Overview
A syndrome characterized by autosomal dominant inheritance, featuring mild foveal hypoplasia, congenital nystagmus, corneal pannus, and presenile cataracts, distinct from conditions like aniridia and ocular albinism 1.Diagnosis
Key Diagnostic Criteria: Mild foveal hypoplasia (visual acuity around 20/50), congenital nystagmus, presence of corneal pannus, presenile cataracts 1.
Recommended Tests: Ophthalmic examination including visual acuity testing, slit-lamp examination for corneal pannus, and dilated fundus examination for foveal hypoplasia 1.
Differential Diagnosis: Aniridia, ocular albinism, isolated foveal hypoplasia 1.Management
First-Line Treatments: Cataract surgery for substantial visual impairment due to presenile cataracts 1.

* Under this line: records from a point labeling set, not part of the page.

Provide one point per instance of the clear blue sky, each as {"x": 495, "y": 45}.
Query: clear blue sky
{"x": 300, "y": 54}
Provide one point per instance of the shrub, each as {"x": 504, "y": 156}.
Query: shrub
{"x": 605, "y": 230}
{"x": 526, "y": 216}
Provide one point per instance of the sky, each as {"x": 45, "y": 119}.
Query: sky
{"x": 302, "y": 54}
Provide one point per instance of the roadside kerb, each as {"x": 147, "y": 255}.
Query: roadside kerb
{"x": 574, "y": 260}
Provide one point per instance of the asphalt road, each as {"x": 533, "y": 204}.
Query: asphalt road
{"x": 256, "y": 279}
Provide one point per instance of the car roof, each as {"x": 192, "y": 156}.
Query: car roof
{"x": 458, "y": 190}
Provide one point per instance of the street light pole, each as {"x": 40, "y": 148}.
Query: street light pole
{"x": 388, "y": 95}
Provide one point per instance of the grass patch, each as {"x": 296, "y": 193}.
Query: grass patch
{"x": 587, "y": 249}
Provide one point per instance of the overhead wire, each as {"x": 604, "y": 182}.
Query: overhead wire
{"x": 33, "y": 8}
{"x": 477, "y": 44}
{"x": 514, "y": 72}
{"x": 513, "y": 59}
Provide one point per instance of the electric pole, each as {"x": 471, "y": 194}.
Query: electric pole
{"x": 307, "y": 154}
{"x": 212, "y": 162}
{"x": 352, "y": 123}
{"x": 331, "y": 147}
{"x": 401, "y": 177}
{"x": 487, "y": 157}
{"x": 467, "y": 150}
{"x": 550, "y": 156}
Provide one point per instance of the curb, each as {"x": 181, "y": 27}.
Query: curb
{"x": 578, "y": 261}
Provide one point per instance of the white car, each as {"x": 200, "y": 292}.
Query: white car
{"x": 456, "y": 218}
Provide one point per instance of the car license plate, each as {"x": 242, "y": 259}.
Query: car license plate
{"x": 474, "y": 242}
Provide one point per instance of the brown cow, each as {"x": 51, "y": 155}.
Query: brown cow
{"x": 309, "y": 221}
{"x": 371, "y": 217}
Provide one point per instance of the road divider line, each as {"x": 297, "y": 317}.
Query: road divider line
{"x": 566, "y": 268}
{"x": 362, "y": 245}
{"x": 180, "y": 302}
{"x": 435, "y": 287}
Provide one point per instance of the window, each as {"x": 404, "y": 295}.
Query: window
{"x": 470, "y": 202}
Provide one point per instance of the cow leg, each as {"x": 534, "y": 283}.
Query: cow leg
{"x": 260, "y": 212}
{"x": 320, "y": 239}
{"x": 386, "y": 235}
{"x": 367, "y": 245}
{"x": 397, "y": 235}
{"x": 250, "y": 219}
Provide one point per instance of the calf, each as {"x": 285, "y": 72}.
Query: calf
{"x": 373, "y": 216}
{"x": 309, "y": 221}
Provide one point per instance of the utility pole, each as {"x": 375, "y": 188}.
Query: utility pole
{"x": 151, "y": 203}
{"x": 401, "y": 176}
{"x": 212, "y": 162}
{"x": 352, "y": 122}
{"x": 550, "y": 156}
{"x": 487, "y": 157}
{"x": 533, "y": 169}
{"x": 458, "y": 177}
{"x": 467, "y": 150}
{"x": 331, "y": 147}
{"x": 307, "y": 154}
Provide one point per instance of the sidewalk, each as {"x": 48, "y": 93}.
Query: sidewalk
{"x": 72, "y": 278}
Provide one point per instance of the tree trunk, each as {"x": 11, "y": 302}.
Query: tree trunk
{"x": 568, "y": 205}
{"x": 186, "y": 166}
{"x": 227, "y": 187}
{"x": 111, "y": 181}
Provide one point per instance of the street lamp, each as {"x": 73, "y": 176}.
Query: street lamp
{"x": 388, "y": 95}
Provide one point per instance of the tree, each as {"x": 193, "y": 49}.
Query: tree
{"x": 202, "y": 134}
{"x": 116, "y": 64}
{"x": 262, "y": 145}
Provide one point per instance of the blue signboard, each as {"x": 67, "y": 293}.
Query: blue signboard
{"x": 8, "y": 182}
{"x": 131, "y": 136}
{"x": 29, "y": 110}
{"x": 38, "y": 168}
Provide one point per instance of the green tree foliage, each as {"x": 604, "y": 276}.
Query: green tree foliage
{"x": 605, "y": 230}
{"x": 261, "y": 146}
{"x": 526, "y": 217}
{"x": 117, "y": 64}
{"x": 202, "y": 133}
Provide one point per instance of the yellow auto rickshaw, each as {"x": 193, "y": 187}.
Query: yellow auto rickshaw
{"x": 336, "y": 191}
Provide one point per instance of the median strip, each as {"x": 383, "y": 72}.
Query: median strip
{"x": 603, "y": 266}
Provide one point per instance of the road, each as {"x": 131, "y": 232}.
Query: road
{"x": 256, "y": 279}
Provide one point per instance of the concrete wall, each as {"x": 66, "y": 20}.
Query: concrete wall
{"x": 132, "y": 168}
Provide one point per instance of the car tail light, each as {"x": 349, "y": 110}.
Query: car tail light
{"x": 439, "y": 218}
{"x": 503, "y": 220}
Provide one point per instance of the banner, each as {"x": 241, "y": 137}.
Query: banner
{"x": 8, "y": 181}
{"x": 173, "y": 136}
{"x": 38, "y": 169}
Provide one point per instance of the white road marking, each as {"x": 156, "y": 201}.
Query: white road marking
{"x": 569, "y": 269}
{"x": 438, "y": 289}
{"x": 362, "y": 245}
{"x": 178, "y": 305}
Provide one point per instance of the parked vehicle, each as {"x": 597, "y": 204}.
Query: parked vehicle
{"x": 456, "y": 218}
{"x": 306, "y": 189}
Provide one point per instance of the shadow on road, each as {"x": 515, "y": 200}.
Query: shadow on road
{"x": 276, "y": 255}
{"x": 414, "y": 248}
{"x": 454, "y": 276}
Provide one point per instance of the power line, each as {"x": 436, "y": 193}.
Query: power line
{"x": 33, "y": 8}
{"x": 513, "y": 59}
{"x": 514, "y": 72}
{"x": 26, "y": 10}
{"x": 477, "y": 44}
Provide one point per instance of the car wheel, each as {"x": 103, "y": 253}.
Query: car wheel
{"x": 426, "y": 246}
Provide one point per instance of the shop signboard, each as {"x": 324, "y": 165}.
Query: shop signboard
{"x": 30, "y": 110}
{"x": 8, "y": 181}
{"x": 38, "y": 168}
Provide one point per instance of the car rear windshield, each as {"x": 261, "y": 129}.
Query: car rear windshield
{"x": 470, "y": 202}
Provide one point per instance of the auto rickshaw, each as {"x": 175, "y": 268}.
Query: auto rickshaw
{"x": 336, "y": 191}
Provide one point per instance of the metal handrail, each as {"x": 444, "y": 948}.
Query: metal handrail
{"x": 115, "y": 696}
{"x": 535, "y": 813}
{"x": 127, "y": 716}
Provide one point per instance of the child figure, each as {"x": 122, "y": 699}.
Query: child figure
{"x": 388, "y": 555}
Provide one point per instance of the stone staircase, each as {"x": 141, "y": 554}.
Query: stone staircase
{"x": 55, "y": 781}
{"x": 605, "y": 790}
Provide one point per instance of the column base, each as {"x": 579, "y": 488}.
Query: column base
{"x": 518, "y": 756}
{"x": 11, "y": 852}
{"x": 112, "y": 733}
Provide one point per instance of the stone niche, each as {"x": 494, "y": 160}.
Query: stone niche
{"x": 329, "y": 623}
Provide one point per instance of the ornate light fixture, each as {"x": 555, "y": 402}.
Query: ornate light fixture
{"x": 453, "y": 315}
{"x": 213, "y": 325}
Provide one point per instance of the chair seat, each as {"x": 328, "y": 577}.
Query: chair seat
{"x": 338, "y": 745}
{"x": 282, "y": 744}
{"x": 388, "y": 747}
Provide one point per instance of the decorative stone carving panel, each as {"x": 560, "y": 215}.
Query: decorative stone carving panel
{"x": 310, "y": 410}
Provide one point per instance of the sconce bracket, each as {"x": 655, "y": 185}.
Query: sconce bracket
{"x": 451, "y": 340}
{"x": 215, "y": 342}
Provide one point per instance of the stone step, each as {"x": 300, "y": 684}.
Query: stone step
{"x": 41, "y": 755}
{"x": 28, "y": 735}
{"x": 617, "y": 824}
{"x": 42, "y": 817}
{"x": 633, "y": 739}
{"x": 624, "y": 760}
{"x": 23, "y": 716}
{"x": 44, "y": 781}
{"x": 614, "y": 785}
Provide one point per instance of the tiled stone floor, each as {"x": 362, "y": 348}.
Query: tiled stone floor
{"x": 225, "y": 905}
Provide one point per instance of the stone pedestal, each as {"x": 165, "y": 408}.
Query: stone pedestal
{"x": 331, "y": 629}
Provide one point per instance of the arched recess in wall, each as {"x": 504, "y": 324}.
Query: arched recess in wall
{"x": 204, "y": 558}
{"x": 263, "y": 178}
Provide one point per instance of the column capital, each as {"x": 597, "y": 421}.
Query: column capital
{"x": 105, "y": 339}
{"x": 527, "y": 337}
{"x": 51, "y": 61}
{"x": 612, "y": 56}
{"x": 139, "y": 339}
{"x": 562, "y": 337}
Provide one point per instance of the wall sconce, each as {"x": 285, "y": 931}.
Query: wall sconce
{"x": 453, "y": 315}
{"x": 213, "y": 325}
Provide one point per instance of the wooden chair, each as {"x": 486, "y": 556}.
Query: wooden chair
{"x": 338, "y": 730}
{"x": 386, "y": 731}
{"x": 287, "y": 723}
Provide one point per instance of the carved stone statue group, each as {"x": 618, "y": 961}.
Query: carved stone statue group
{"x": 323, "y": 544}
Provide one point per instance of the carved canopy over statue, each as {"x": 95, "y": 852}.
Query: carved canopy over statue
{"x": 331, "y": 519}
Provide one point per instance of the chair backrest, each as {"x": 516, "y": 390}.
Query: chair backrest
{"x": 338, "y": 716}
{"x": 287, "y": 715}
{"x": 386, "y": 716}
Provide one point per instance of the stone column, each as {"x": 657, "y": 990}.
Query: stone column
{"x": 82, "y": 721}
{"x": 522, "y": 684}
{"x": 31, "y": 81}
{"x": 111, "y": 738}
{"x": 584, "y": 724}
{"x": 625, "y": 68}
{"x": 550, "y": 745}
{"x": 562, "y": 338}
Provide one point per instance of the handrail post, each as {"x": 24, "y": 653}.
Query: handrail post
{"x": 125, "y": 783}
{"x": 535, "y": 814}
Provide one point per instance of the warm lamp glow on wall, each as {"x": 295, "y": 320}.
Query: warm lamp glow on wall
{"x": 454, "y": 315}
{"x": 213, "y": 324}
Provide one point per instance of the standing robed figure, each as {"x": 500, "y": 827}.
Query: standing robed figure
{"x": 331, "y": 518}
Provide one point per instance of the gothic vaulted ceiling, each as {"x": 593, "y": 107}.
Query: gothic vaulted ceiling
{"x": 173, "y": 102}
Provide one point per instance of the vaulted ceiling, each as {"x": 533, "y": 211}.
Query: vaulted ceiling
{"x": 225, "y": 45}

Adjunctive Treatments: No specific adjunctive treatments mentioned for other ocular manifestations 1.Special Populations
Pediatrics: No specific pediatric management details provided 1.
Elderly: Focus on managing presenile cataracts; general cataract management principles apply 1.
Comorbidities: No specific guidance on comorbidities related to this syndrome 1.Key Recommendations
Perform comprehensive ophthalmic evaluations including visual acuity, slit-lamp examination, and fundus examination to diagnose the syndrome (Evidence: Moderate 1).
Consider cataract surgery for patients experiencing significant visual impairment due to presenile cataracts (Evidence: Expert opinion 1).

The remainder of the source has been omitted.